Ainsi de Rémy Pflimlin qui rejoint, par la grâce de François Hollande, l’un des Samu sociaux de la République, ce au nom de la discrétion et de l’élégance dont il aurait fait preuve au moment de son zéro pointé infligé par le CSA.
Elle n’est pas belle la vie?

Gratifié d’un bilan pour le moins mitigé, - l’entreprise à bout de souffle est exsangue financièrement -, notre capitaine d’industrie, auquel le CSA n’a trouvé aucunes circonstances atténuantes au moment de l’examen de son parcours, a trouvé à l'Élysée une oreille compatissante. 

Un jour prochain on s’étonnera que nous ayons toléré si longtemps ces pratiques, baptisées « pantouflages », qui n’ont aucun équivalent dans les autre grandes démocraties. L’audiovisuel publique, comme d’autres grandes administrations, serait ainsi un univers à part: ceux à qui on en confie les commandes l’utilisent au service de leurs passe-droits, de leur image ou réputation. C’est un marchepied pour la suite, un simple point d’eau sur le chemin d’une carrière. 

Ces dirigeants qui fréquentent bien plus les couloirs des ministères que les plateaux de télévision n’ont de fait aucun intérêt véritable pour leur métier. Quant à l'État, il les jaugent et les jugent non pas à l’aune de leurs résultats, mais en fonction de la souplesse de leur échine, de leur niveau d’allégeance et des services rendus durant leur passage à la tête de cette grande maison. En un mot, des zélotes du pouvoir, des courtisans auquel l'
État  à son plus haut niveau, offre une porte de sortie quand souffle le vent du boulet."

vendredi 31 juillet 2015

Un signe pour notre pays! Pflimlin témoin assisté nommé conseiller d'Etat....

En pleine période estivale le dernier conseil des ministres va laisser plus d'un contribuable français au bord de l'écœurement. Le blog CGC Média sans voix également, vous propose de découvrir la nomination du toujours témoin assisté dans l'instruction judiciaire du volet France Télévisions de l'affaire Bygmalion menée par le juge Renaud Van Ruymbeke, Rémy Pflimlin: "Sur proposition de la garde des sceaux ministre de la justice, Remy Pflimlin a été nommé conseiller d'État en service extraordinaire à compter du 1er septembre 2015".

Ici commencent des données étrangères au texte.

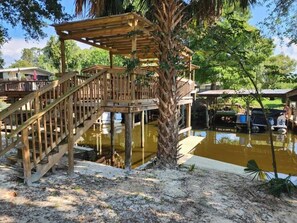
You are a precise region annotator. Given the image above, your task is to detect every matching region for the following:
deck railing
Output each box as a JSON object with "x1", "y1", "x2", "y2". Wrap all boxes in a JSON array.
[
  {"x1": 8, "y1": 71, "x2": 106, "y2": 183},
  {"x1": 0, "y1": 73, "x2": 76, "y2": 156},
  {"x1": 0, "y1": 80, "x2": 51, "y2": 94},
  {"x1": 82, "y1": 69, "x2": 195, "y2": 103}
]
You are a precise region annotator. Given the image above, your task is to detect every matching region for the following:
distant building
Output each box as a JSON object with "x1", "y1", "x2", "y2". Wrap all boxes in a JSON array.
[{"x1": 0, "y1": 67, "x2": 53, "y2": 80}]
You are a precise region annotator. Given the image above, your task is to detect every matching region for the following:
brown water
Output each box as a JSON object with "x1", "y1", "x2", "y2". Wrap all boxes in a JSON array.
[
  {"x1": 193, "y1": 130, "x2": 297, "y2": 175},
  {"x1": 79, "y1": 123, "x2": 297, "y2": 175}
]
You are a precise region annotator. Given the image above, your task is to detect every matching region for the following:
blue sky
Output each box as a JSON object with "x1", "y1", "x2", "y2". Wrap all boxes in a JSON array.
[{"x1": 0, "y1": 0, "x2": 297, "y2": 67}]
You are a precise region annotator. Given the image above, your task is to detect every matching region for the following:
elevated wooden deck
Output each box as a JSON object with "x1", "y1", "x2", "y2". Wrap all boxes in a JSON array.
[{"x1": 0, "y1": 69, "x2": 195, "y2": 184}]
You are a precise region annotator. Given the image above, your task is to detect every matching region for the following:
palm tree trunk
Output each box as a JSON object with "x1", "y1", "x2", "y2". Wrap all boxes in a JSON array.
[{"x1": 155, "y1": 0, "x2": 182, "y2": 168}]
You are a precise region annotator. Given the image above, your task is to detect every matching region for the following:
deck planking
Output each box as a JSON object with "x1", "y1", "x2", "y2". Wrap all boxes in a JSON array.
[{"x1": 178, "y1": 136, "x2": 205, "y2": 155}]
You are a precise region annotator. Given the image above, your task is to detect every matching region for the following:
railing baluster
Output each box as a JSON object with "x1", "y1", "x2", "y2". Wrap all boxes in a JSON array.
[{"x1": 31, "y1": 123, "x2": 37, "y2": 166}]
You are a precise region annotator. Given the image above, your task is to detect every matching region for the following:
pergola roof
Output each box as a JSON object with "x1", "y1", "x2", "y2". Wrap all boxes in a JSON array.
[{"x1": 53, "y1": 13, "x2": 192, "y2": 58}]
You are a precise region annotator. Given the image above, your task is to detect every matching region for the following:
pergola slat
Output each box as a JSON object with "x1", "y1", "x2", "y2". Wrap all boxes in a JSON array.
[{"x1": 53, "y1": 13, "x2": 192, "y2": 59}]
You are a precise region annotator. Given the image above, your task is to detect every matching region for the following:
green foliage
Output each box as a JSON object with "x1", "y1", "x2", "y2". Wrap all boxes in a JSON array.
[
  {"x1": 264, "y1": 176, "x2": 296, "y2": 197},
  {"x1": 0, "y1": 51, "x2": 5, "y2": 68},
  {"x1": 188, "y1": 164, "x2": 196, "y2": 172},
  {"x1": 9, "y1": 60, "x2": 33, "y2": 68},
  {"x1": 244, "y1": 160, "x2": 268, "y2": 180},
  {"x1": 190, "y1": 11, "x2": 297, "y2": 89},
  {"x1": 0, "y1": 0, "x2": 69, "y2": 45},
  {"x1": 6, "y1": 36, "x2": 124, "y2": 72},
  {"x1": 244, "y1": 160, "x2": 296, "y2": 197}
]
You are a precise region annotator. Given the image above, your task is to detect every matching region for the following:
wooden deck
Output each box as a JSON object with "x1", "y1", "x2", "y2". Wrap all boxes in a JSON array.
[
  {"x1": 0, "y1": 80, "x2": 50, "y2": 98},
  {"x1": 0, "y1": 69, "x2": 195, "y2": 184},
  {"x1": 178, "y1": 136, "x2": 205, "y2": 155}
]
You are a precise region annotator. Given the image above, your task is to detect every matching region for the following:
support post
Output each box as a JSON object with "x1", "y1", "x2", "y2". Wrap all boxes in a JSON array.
[
  {"x1": 110, "y1": 112, "x2": 114, "y2": 166},
  {"x1": 141, "y1": 111, "x2": 144, "y2": 148},
  {"x1": 205, "y1": 101, "x2": 209, "y2": 129},
  {"x1": 109, "y1": 51, "x2": 113, "y2": 68},
  {"x1": 246, "y1": 100, "x2": 251, "y2": 133},
  {"x1": 22, "y1": 128, "x2": 32, "y2": 186},
  {"x1": 68, "y1": 95, "x2": 74, "y2": 176},
  {"x1": 130, "y1": 19, "x2": 138, "y2": 100},
  {"x1": 186, "y1": 104, "x2": 191, "y2": 137},
  {"x1": 144, "y1": 110, "x2": 148, "y2": 123},
  {"x1": 60, "y1": 38, "x2": 66, "y2": 75},
  {"x1": 125, "y1": 113, "x2": 132, "y2": 171}
]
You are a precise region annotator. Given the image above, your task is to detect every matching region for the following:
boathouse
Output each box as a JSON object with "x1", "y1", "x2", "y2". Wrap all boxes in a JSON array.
[{"x1": 0, "y1": 13, "x2": 195, "y2": 184}]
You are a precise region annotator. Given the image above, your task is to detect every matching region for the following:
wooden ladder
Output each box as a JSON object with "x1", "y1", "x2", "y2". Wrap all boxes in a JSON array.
[{"x1": 0, "y1": 70, "x2": 106, "y2": 184}]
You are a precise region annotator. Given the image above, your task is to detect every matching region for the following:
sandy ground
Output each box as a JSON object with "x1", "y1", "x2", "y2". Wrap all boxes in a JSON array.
[{"x1": 0, "y1": 160, "x2": 297, "y2": 223}]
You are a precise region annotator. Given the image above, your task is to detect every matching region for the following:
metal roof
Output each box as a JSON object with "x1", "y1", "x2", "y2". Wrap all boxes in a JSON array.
[{"x1": 198, "y1": 89, "x2": 291, "y2": 97}]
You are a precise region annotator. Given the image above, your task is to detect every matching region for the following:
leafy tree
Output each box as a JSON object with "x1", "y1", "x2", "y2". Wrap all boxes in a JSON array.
[
  {"x1": 0, "y1": 0, "x2": 69, "y2": 45},
  {"x1": 42, "y1": 36, "x2": 81, "y2": 71},
  {"x1": 260, "y1": 54, "x2": 297, "y2": 89},
  {"x1": 192, "y1": 10, "x2": 278, "y2": 178},
  {"x1": 75, "y1": 0, "x2": 255, "y2": 168},
  {"x1": 0, "y1": 51, "x2": 4, "y2": 68},
  {"x1": 80, "y1": 47, "x2": 124, "y2": 69},
  {"x1": 9, "y1": 60, "x2": 33, "y2": 68},
  {"x1": 10, "y1": 47, "x2": 42, "y2": 67}
]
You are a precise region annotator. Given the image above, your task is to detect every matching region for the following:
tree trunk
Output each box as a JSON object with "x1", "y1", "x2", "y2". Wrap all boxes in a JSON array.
[{"x1": 156, "y1": 0, "x2": 182, "y2": 168}]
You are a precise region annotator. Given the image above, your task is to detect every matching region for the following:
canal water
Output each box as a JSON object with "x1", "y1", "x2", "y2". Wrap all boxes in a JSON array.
[{"x1": 78, "y1": 122, "x2": 297, "y2": 176}]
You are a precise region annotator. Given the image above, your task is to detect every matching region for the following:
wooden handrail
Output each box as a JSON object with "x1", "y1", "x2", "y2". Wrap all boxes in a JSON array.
[
  {"x1": 8, "y1": 70, "x2": 106, "y2": 138},
  {"x1": 0, "y1": 73, "x2": 76, "y2": 120}
]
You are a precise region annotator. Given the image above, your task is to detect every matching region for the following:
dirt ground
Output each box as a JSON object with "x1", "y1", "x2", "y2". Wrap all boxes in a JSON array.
[{"x1": 0, "y1": 161, "x2": 297, "y2": 223}]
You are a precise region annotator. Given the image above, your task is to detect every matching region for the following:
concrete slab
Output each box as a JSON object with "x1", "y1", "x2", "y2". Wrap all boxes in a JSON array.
[
  {"x1": 74, "y1": 161, "x2": 127, "y2": 179},
  {"x1": 178, "y1": 136, "x2": 205, "y2": 154}
]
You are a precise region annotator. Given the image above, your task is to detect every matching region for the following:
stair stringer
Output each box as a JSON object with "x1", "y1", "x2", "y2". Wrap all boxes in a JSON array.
[{"x1": 28, "y1": 108, "x2": 104, "y2": 183}]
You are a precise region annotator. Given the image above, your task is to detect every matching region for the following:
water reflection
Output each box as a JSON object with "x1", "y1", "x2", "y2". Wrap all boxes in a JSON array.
[
  {"x1": 78, "y1": 123, "x2": 157, "y2": 168},
  {"x1": 79, "y1": 123, "x2": 297, "y2": 175},
  {"x1": 193, "y1": 131, "x2": 297, "y2": 175}
]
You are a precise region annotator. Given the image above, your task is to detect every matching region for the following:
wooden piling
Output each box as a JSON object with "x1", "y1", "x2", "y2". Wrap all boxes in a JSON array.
[
  {"x1": 186, "y1": 104, "x2": 192, "y2": 137},
  {"x1": 125, "y1": 113, "x2": 132, "y2": 170},
  {"x1": 22, "y1": 128, "x2": 32, "y2": 185},
  {"x1": 68, "y1": 95, "x2": 74, "y2": 175},
  {"x1": 141, "y1": 111, "x2": 144, "y2": 148},
  {"x1": 110, "y1": 112, "x2": 114, "y2": 166}
]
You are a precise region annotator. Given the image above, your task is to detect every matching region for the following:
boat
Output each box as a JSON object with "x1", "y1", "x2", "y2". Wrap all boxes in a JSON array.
[{"x1": 251, "y1": 108, "x2": 287, "y2": 133}]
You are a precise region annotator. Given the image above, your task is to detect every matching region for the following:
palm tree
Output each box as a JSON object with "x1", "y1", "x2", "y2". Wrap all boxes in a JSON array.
[{"x1": 76, "y1": 0, "x2": 256, "y2": 168}]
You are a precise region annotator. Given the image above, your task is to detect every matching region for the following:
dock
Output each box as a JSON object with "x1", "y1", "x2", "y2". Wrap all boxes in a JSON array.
[{"x1": 178, "y1": 136, "x2": 205, "y2": 155}]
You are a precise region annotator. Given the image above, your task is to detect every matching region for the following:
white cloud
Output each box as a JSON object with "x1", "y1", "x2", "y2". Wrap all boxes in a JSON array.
[
  {"x1": 0, "y1": 38, "x2": 47, "y2": 67},
  {"x1": 273, "y1": 37, "x2": 297, "y2": 60},
  {"x1": 0, "y1": 38, "x2": 90, "y2": 67}
]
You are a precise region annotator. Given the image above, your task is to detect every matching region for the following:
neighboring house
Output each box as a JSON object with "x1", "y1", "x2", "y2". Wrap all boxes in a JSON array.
[{"x1": 0, "y1": 67, "x2": 53, "y2": 80}]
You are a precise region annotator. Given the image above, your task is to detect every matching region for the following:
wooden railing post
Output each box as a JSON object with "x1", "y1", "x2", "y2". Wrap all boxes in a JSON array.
[
  {"x1": 22, "y1": 128, "x2": 32, "y2": 185},
  {"x1": 125, "y1": 113, "x2": 132, "y2": 171},
  {"x1": 131, "y1": 73, "x2": 136, "y2": 100},
  {"x1": 68, "y1": 95, "x2": 74, "y2": 175},
  {"x1": 103, "y1": 73, "x2": 107, "y2": 103}
]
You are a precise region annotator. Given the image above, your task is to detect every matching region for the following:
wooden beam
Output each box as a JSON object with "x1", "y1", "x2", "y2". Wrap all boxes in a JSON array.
[
  {"x1": 109, "y1": 51, "x2": 113, "y2": 69},
  {"x1": 125, "y1": 113, "x2": 132, "y2": 171},
  {"x1": 60, "y1": 27, "x2": 133, "y2": 39},
  {"x1": 110, "y1": 112, "x2": 115, "y2": 166},
  {"x1": 53, "y1": 13, "x2": 134, "y2": 31},
  {"x1": 60, "y1": 38, "x2": 66, "y2": 75},
  {"x1": 22, "y1": 128, "x2": 32, "y2": 186},
  {"x1": 140, "y1": 111, "x2": 144, "y2": 148},
  {"x1": 68, "y1": 95, "x2": 74, "y2": 176},
  {"x1": 186, "y1": 104, "x2": 192, "y2": 137}
]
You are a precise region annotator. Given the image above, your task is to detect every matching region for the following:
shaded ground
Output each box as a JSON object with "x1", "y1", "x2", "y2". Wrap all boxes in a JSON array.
[{"x1": 0, "y1": 162, "x2": 297, "y2": 223}]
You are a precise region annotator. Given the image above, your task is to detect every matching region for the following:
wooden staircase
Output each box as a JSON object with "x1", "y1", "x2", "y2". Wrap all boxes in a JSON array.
[{"x1": 0, "y1": 70, "x2": 107, "y2": 184}]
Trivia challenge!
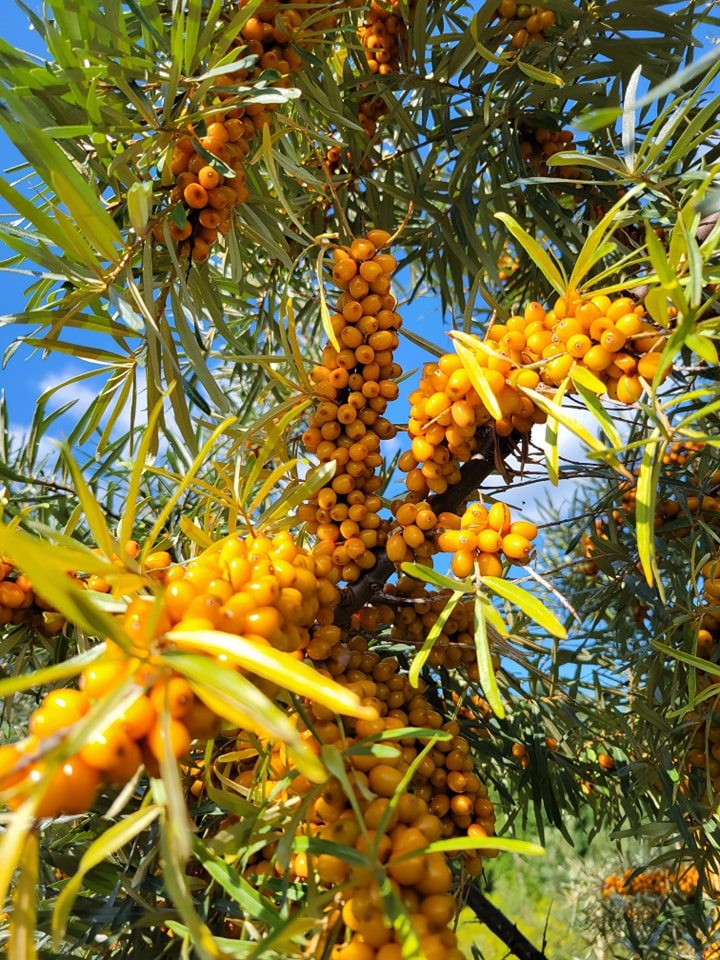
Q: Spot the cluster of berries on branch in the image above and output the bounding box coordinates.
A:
[358,0,415,137]
[497,0,555,50]
[0,532,338,817]
[298,230,402,582]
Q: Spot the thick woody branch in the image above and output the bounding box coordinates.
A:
[335,430,517,627]
[466,884,548,960]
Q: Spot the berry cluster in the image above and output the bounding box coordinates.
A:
[602,866,700,900]
[217,635,495,960]
[487,294,666,404]
[298,230,402,582]
[497,0,555,50]
[153,116,252,263]
[383,576,480,683]
[0,532,338,817]
[358,0,415,137]
[438,502,537,578]
[518,123,590,180]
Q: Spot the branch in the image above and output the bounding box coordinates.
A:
[625,212,720,303]
[466,884,548,960]
[335,430,517,627]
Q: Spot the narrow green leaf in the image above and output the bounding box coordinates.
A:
[570,376,623,450]
[515,59,565,87]
[164,648,327,783]
[635,428,667,600]
[127,180,153,237]
[51,170,122,264]
[401,563,461,592]
[450,330,502,420]
[403,588,464,687]
[495,212,568,297]
[482,577,567,640]
[167,630,374,719]
[52,804,162,950]
[422,837,545,859]
[474,596,505,720]
[315,246,341,351]
[0,524,127,643]
[7,830,39,960]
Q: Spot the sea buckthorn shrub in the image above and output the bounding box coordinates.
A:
[298,230,402,582]
[0,532,338,817]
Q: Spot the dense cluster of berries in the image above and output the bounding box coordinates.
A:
[438,502,537,578]
[497,0,555,50]
[292,635,495,960]
[298,230,402,582]
[234,0,348,76]
[358,0,415,137]
[0,557,57,636]
[487,294,666,404]
[0,532,338,817]
[518,123,591,180]
[153,116,253,263]
[214,635,496,960]
[398,351,545,480]
[153,0,355,263]
[602,867,700,899]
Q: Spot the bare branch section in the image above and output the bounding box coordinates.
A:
[335,429,518,627]
[466,884,548,960]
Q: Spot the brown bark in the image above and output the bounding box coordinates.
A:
[466,884,548,960]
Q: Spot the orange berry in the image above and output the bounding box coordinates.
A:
[146,717,192,761]
[79,722,137,770]
[451,550,475,580]
[583,343,613,373]
[30,688,90,739]
[183,183,208,210]
[150,677,195,720]
[510,520,537,540]
[28,757,100,817]
[502,533,532,563]
[197,164,220,189]
[488,502,511,534]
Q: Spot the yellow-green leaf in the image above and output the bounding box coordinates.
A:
[495,213,568,296]
[450,330,502,420]
[410,588,464,687]
[0,524,127,644]
[570,374,623,450]
[315,246,341,350]
[167,630,375,719]
[635,428,667,599]
[515,58,565,87]
[127,180,153,237]
[7,830,39,960]
[424,837,545,859]
[475,596,505,720]
[52,804,162,949]
[482,577,567,640]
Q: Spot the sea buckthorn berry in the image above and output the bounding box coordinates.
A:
[451,550,475,580]
[510,520,538,540]
[583,343,613,373]
[617,375,643,403]
[30,689,90,738]
[502,533,532,563]
[488,502,511,534]
[79,723,139,770]
[28,757,100,817]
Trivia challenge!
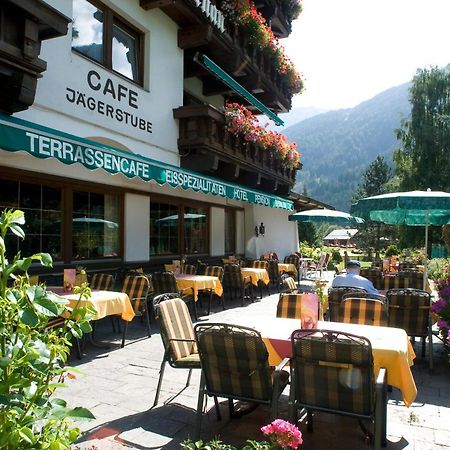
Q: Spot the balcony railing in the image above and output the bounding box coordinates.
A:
[174,105,297,194]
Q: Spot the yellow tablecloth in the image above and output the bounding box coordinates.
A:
[241,267,270,286]
[278,263,297,275]
[176,274,223,301]
[53,288,134,322]
[250,318,417,406]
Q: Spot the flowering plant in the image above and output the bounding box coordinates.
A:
[221,0,303,94]
[224,103,300,168]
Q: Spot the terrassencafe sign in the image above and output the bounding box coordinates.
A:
[0,114,293,211]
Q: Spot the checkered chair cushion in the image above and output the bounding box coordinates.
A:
[122,275,149,316]
[156,298,200,367]
[195,324,280,403]
[291,330,375,416]
[328,286,367,322]
[252,260,267,270]
[89,273,113,291]
[205,266,223,281]
[340,297,388,327]
[277,293,302,319]
[386,289,431,336]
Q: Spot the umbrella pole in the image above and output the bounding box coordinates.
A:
[423,209,430,291]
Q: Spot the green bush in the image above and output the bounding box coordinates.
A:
[0,210,94,450]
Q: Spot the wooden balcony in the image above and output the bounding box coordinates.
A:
[0,0,70,114]
[174,105,297,195]
[140,0,293,112]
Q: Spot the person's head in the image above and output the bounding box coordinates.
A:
[345,259,361,274]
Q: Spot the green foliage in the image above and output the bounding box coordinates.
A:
[0,210,93,450]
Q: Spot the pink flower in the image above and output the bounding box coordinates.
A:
[261,419,303,449]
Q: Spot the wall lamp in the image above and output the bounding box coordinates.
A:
[255,222,266,237]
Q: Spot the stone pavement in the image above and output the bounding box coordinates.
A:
[62,280,450,450]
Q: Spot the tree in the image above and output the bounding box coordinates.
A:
[353,155,392,257]
[394,65,450,251]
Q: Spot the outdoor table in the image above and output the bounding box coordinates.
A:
[241,267,270,286]
[246,317,417,406]
[48,287,135,322]
[278,263,297,276]
[175,274,223,301]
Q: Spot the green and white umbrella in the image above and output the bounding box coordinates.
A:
[289,209,364,226]
[350,189,450,286]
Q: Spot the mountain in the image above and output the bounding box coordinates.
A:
[283,83,411,211]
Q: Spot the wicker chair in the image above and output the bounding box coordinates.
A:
[223,264,253,306]
[339,296,388,327]
[327,286,367,322]
[152,272,197,320]
[386,289,433,370]
[289,330,387,450]
[194,323,289,439]
[122,276,152,347]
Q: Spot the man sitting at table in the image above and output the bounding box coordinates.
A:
[331,259,379,294]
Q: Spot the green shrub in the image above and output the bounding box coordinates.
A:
[0,210,94,450]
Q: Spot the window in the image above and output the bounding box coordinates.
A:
[150,201,209,256]
[72,0,143,84]
[225,209,236,253]
[0,180,62,260]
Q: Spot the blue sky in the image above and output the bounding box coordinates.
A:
[282,0,450,109]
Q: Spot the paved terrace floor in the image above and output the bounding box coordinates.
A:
[64,274,450,450]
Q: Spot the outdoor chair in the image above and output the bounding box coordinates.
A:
[289,330,387,450]
[121,275,152,348]
[267,259,281,295]
[194,323,289,439]
[152,272,197,320]
[153,294,214,407]
[327,286,367,322]
[203,266,225,315]
[386,289,433,370]
[89,273,114,291]
[339,297,388,327]
[223,264,253,306]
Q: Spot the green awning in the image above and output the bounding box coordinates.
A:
[0,114,294,211]
[194,53,284,125]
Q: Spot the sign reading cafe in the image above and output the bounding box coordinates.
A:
[0,114,293,211]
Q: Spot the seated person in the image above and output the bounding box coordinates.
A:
[331,259,379,294]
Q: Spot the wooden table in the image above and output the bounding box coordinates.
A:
[175,274,223,301]
[241,267,270,286]
[242,317,417,406]
[48,287,134,322]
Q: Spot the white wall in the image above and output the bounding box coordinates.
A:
[209,208,225,256]
[124,194,150,261]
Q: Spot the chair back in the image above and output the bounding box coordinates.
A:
[328,286,367,322]
[182,264,197,275]
[155,298,197,362]
[122,275,150,313]
[386,289,431,336]
[204,266,223,281]
[252,260,267,270]
[89,273,113,291]
[339,297,388,327]
[291,330,375,416]
[195,323,272,403]
[152,272,178,294]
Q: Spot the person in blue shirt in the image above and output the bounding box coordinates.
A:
[331,259,379,294]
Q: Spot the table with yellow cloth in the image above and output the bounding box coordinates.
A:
[241,267,270,286]
[175,274,223,301]
[246,318,417,406]
[48,287,135,322]
[278,263,298,276]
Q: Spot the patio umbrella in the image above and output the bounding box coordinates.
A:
[289,209,364,226]
[350,189,450,287]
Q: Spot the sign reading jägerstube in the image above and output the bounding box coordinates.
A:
[66,70,153,133]
[0,115,293,211]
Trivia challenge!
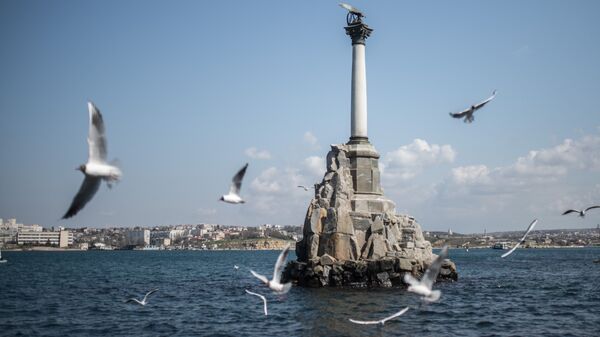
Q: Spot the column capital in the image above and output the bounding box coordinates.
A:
[344,21,373,45]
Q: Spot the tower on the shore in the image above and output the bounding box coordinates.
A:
[284,4,456,287]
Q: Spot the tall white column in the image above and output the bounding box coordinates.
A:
[345,20,373,143]
[350,43,367,138]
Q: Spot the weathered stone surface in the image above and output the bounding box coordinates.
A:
[377,272,392,288]
[319,254,337,266]
[284,141,457,287]
[398,258,412,271]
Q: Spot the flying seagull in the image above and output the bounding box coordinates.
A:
[250,244,292,294]
[501,219,537,258]
[349,307,408,325]
[562,206,600,218]
[339,2,365,18]
[404,246,448,302]
[244,289,268,316]
[450,90,496,123]
[125,289,158,306]
[219,163,248,204]
[62,102,122,219]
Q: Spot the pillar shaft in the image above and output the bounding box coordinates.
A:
[350,43,367,138]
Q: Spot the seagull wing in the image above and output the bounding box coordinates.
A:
[62,175,102,219]
[501,219,537,258]
[348,318,381,325]
[244,289,268,316]
[450,108,471,118]
[273,244,290,283]
[88,102,106,163]
[421,246,448,289]
[349,307,408,324]
[250,269,269,284]
[125,298,143,305]
[229,163,248,195]
[142,289,158,302]
[585,206,600,212]
[475,90,496,110]
[381,307,408,324]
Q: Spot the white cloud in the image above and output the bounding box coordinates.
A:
[452,136,600,193]
[244,147,271,159]
[304,156,326,176]
[380,138,456,181]
[304,131,319,146]
[452,165,491,185]
[250,167,281,193]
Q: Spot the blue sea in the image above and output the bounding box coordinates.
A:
[0,248,600,337]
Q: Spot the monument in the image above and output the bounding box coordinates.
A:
[283,7,457,287]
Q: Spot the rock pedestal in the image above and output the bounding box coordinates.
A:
[283,139,457,287]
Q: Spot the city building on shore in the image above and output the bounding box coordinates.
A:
[17,229,73,248]
[127,229,150,246]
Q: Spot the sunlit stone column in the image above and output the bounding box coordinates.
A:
[345,21,373,142]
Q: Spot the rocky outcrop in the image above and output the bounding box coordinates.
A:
[284,142,457,287]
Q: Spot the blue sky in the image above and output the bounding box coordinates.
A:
[0,0,600,232]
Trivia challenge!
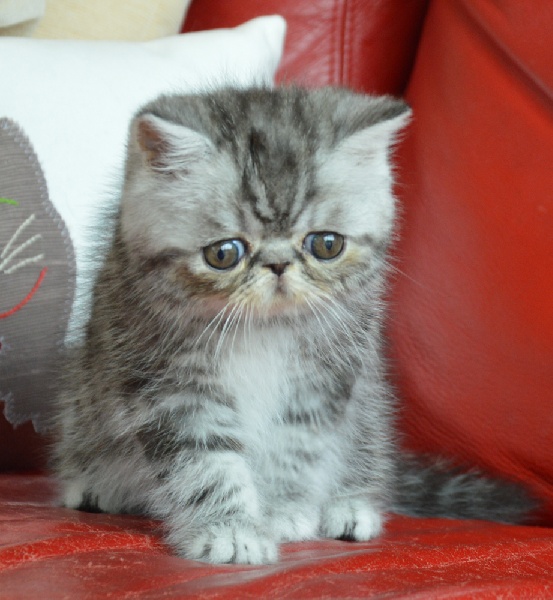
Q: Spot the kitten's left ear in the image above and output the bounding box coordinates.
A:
[131,113,213,173]
[341,98,412,156]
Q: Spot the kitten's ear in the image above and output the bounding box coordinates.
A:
[132,114,213,173]
[340,99,412,156]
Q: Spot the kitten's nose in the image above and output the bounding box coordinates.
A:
[263,261,290,277]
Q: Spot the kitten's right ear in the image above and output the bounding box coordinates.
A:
[132,113,213,173]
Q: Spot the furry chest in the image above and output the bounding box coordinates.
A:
[220,331,297,428]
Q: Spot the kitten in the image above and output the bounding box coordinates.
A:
[54,88,529,563]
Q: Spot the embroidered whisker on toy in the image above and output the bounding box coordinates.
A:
[0,214,44,275]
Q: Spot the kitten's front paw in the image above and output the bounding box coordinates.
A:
[177,524,278,565]
[321,497,384,542]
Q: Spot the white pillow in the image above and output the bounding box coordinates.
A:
[0,16,286,343]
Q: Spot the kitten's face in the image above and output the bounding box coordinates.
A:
[122,90,405,316]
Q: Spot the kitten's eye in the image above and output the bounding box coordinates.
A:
[303,231,344,260]
[204,240,246,271]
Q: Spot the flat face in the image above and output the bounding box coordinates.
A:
[119,90,405,315]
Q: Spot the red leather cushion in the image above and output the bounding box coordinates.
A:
[0,475,553,600]
[391,0,553,521]
[183,0,427,94]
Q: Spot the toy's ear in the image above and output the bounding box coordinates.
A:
[133,114,213,173]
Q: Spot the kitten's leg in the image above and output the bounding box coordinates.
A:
[264,414,333,541]
[139,399,278,564]
[321,378,394,542]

Au même moment où le parquet classe les plaintes déposées par la CFDT et le SNPCA-CGC qui a immédiatement déposé plainte, le cas échéant lundi dernier afin que soit ouverte une instruction judiciaire, c'est "e-alsace" qui pose la question politique qui est sur toutes les lèvres: 

"Fallait-il  trouver à Pflimlin un lot de consolation après avoir été écarté par le CSA dans sa volonté d'engager un deuxième mandat à la tête de France Télévisions ?
Rémy Pflimlin prendra ses fonctions le 1er septembre prochain. Il ne siègera que dans les sections administratives de la haute juridiction. 

Après cinq ans de présidence de France Télévisions, à 61 ans, Rémy Pflimlin a donc trouvé une suite de carrière confortable.
Cette nomination tranche avec sa carrière qui s'est faite dans les médias. Son parcours professionnel l'avait jusqu'à présent conduit tour à tour à "Jours de France", aux "Dernières nouvelles d'Alsace" à "L'Alsace", à France 3, à Prestalis et à France Télévisions.
Pour être complet, rappelons qu'il est toujours témoin assisté dans le volet France Télévisions de l'affaire Bygmalion. Un rapport de la Cour des comptes est également attendu sur France Télévisions dans lequel des questions d'éthique seraient soulevées."